У Атамана ноги были кривые, потому что, начиная с того сгоревшего в конюшне деда, все в их роду были наездниками, но шагал он по этим узким, не шире ладошки, перилам, будто по облакам, а его белесые глаза потемнели — так сильно расширились зрачки. Вообще он выглядел Святым Георгием, повергнувшим змия. Я спросил Рашиду, на что они поспорили.
— Так, на ерунду, — сказала. И больше ничего не захотела добавить, но потом я узнал от Атамана, что поспорили они на поцелуй. Если мы пройдем — она нас поцелует, если нет — должны будем прыгнуть в воду, даром что еще начало мая. Она нас, конечно, не поцеловала, но зато и нам не пришлось выкупаться. Стоя, как балерина, на кончиках пальцев, она, захлебываясь словами, говорила, что мы дураки и что день сегодня какой-то дурацкий, но что было бы уж совсем идиотизмом потерять хоть минутку из него. Вообще-то я был с ней согласен, но не сказал об этом ни слова.

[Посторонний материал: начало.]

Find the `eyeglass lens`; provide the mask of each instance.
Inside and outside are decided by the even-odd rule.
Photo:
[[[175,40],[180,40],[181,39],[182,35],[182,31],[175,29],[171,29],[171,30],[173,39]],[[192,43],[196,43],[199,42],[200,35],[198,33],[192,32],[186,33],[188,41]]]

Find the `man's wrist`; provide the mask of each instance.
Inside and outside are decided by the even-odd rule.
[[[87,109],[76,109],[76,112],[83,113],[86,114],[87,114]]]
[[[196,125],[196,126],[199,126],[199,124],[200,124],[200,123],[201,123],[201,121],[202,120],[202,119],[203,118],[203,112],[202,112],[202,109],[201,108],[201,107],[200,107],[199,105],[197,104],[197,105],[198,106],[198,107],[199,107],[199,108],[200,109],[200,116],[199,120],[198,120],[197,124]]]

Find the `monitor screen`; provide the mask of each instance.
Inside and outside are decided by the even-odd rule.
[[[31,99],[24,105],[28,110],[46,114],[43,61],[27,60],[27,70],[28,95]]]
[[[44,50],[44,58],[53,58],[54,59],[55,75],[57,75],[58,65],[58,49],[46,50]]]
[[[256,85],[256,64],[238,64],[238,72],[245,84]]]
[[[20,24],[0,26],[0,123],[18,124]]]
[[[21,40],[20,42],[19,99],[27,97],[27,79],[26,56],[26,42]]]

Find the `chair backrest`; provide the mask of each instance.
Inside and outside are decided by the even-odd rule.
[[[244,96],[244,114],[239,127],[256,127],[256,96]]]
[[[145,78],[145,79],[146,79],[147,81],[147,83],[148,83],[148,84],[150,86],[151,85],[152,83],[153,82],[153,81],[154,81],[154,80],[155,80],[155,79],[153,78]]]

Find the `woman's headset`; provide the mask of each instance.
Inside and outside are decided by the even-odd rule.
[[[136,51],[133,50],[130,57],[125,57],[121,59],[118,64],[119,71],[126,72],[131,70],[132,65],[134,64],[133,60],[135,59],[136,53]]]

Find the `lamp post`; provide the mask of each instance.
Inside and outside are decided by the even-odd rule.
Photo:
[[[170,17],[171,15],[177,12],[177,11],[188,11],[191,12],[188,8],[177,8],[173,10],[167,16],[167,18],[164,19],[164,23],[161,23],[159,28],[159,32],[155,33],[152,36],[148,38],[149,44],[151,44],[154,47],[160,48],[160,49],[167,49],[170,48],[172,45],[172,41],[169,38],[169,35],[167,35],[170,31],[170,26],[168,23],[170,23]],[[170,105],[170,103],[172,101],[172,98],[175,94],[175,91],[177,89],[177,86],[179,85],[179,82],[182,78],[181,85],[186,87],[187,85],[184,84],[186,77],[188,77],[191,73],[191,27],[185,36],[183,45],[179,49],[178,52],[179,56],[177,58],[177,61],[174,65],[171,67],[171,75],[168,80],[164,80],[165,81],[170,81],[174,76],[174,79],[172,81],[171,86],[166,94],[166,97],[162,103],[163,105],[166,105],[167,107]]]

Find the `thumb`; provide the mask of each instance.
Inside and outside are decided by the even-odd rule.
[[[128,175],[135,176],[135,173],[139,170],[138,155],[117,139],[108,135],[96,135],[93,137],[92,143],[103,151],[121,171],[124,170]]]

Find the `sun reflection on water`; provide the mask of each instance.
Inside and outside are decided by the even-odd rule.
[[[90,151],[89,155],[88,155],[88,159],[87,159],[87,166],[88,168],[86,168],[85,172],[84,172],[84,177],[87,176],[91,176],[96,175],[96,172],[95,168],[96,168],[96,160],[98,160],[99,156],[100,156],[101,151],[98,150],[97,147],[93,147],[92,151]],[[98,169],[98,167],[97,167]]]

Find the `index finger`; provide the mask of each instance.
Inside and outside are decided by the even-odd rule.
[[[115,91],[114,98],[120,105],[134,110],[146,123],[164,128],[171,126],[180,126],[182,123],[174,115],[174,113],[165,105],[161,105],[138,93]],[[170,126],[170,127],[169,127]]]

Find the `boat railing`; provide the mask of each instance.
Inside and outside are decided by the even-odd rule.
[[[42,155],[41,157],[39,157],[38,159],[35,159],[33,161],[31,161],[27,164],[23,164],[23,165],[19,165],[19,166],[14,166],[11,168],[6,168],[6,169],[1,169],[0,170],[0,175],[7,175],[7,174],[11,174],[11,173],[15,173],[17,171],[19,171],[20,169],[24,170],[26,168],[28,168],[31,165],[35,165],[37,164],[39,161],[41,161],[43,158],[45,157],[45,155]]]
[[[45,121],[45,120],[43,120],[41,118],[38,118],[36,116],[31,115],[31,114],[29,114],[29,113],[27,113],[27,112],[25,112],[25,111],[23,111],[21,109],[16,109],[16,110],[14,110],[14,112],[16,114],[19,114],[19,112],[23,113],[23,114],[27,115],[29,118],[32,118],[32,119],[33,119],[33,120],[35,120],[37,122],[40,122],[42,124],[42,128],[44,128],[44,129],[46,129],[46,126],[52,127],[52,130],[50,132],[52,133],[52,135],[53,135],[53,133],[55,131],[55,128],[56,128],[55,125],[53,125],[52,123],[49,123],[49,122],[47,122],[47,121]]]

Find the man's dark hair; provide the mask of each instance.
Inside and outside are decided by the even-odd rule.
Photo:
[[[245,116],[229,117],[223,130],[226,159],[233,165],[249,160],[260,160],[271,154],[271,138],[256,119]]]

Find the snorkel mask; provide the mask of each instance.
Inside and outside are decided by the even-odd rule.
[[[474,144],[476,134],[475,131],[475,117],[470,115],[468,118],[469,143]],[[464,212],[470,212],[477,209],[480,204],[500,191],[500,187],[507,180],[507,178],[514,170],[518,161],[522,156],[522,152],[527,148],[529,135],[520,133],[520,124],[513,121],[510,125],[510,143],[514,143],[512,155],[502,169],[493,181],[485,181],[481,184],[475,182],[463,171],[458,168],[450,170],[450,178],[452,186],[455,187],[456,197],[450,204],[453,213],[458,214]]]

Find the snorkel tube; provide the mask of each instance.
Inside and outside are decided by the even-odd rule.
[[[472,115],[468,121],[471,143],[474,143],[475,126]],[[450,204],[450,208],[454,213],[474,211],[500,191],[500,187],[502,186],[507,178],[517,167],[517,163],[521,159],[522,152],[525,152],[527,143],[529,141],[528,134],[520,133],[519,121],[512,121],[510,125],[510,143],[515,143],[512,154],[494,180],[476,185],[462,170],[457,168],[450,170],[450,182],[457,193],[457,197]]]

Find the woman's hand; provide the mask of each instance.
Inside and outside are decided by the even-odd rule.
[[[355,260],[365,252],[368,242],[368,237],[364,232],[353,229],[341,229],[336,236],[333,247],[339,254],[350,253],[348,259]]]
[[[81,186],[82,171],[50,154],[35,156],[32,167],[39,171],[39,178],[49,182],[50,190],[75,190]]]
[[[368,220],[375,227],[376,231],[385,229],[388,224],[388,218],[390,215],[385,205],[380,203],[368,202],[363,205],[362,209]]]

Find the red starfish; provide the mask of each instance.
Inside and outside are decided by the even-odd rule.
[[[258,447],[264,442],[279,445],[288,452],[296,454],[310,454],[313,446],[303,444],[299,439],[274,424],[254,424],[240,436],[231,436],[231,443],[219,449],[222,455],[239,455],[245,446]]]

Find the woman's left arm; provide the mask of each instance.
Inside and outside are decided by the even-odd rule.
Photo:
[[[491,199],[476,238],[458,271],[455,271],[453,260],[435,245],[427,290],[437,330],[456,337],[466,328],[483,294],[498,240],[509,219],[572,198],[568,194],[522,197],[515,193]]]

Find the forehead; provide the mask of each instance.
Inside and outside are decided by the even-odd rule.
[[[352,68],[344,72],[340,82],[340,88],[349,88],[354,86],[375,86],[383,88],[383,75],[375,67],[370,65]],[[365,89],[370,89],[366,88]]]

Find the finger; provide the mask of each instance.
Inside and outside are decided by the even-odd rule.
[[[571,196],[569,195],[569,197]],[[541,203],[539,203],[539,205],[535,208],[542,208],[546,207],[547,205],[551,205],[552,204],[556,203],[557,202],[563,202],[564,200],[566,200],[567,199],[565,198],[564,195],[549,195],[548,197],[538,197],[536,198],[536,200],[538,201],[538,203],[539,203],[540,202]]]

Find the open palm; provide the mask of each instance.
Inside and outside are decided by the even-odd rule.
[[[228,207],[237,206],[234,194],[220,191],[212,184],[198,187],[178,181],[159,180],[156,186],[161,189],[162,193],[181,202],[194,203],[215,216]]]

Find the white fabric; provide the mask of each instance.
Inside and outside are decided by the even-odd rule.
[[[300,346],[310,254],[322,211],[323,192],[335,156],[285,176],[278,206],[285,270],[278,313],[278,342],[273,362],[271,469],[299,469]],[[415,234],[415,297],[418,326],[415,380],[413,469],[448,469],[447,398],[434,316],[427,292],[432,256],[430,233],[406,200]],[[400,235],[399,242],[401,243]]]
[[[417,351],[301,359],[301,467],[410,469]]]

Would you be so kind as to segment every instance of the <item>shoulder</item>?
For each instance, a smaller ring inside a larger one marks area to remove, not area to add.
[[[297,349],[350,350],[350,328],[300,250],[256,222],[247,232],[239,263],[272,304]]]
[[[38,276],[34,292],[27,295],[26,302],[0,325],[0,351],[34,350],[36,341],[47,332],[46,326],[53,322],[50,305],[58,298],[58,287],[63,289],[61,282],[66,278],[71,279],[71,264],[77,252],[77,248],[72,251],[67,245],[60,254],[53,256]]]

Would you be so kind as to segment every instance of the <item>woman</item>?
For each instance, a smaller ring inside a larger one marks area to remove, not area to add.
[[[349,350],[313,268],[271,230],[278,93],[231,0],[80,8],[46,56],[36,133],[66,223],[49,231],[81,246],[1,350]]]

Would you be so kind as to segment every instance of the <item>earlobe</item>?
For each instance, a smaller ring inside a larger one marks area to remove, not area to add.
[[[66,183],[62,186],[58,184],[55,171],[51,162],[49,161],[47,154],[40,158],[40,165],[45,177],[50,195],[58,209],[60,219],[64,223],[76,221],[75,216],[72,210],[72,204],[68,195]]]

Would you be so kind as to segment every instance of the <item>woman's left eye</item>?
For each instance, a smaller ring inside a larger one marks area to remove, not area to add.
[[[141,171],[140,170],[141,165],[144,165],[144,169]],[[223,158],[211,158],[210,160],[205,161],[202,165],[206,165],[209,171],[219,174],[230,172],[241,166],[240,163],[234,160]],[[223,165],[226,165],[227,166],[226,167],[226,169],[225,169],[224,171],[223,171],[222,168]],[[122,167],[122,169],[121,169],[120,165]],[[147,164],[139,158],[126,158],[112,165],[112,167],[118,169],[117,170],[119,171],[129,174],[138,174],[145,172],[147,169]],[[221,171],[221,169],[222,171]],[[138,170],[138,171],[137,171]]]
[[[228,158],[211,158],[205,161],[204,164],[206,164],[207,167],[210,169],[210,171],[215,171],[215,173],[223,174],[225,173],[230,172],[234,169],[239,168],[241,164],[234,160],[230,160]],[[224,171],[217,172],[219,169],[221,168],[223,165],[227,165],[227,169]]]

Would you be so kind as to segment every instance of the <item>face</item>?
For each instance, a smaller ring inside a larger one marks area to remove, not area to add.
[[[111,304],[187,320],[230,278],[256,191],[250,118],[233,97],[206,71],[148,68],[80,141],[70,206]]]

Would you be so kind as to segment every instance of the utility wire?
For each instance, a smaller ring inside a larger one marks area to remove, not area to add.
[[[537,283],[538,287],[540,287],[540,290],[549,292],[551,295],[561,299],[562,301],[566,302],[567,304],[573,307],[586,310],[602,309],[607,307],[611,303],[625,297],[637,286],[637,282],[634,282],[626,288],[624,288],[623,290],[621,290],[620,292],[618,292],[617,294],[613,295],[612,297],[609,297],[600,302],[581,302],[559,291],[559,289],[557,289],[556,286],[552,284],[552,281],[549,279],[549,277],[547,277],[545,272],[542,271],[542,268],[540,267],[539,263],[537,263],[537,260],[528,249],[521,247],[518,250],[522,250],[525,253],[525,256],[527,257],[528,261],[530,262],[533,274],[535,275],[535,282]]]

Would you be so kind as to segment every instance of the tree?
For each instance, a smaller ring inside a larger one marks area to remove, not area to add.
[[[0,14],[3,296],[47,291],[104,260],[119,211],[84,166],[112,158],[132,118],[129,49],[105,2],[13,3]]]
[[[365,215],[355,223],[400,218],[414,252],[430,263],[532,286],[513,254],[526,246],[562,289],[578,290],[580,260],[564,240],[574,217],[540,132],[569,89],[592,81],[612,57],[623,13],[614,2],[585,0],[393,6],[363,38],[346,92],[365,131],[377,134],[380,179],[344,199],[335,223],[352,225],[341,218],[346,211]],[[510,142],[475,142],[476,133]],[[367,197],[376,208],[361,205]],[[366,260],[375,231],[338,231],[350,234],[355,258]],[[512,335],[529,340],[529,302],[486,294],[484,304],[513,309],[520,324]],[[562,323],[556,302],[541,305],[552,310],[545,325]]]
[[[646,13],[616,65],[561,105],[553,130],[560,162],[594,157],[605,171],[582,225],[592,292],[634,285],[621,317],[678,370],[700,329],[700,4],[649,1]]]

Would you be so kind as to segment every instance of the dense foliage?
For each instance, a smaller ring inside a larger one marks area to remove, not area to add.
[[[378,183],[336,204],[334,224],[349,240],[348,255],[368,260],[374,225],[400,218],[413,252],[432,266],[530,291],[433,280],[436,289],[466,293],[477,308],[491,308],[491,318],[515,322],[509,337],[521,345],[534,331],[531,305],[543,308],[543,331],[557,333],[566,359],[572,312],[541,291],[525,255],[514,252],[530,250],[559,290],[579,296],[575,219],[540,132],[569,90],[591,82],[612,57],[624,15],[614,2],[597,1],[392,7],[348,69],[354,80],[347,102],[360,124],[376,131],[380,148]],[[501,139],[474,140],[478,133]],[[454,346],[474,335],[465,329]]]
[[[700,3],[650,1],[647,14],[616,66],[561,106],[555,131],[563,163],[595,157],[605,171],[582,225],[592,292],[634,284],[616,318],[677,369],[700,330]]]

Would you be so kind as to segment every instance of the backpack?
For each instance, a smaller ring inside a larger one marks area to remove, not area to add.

Под насыпью Тиса затопила прибрежные ивы, и теперь на этих островках из веток и намытой земли расцвели водяные ветреницы и те особенные, золотые касатики, каких не найдешь ни в одном саду. Я предложил Рашиде туда прошвырнуться и опять подал Атаману знак глазами, чтоб он слинял.
— Присмотри за бабкой и ее доходягой, — шепнул я ему, проходя мимо. Шепнул еще, чтоб он был человеком, но он человеком стать не захотел, и мы втроем час или два месили грязь возле затопленных верб, пока Рашида не набрела на привязанную к водомерному шесту лодку и не расположилась в ней. У меня вроде бы сначала мелькнула мысль, можно ли так просто распоряжаться чужой собственностью, но времени на размышления не было: Атаман уже забрался в лодку и, поджав свои обезьяньи ноги, что-то мурлыкал себе под нос.
Цветы были желтые, холодные, и от них пахло водой и тиной. Мы набрали их целые охапки, но, когда выбрались из зарослей, на одежду нашу было страшно смотреть. О нашей обуви и говорить нечего. Рашида одну туфлю зажала под мышкой, другую, завязшую в иле и мокрой земле, едва вытащила из-под вербы, где пышно росли пучки касатиков и среди них ютилось гнездо какой-то болотной птицы. Птицы мы не видели, а яички были маленькие, с зеленоватыми крапинками. Мы взяли по одному, на память. В гнезде осталось одно, и всю обратную дорогу нам слышался крик какой-то птицы. Теперь я думаю, что это был чибис. Конечно, чибис — я затыкаю пальцами уши.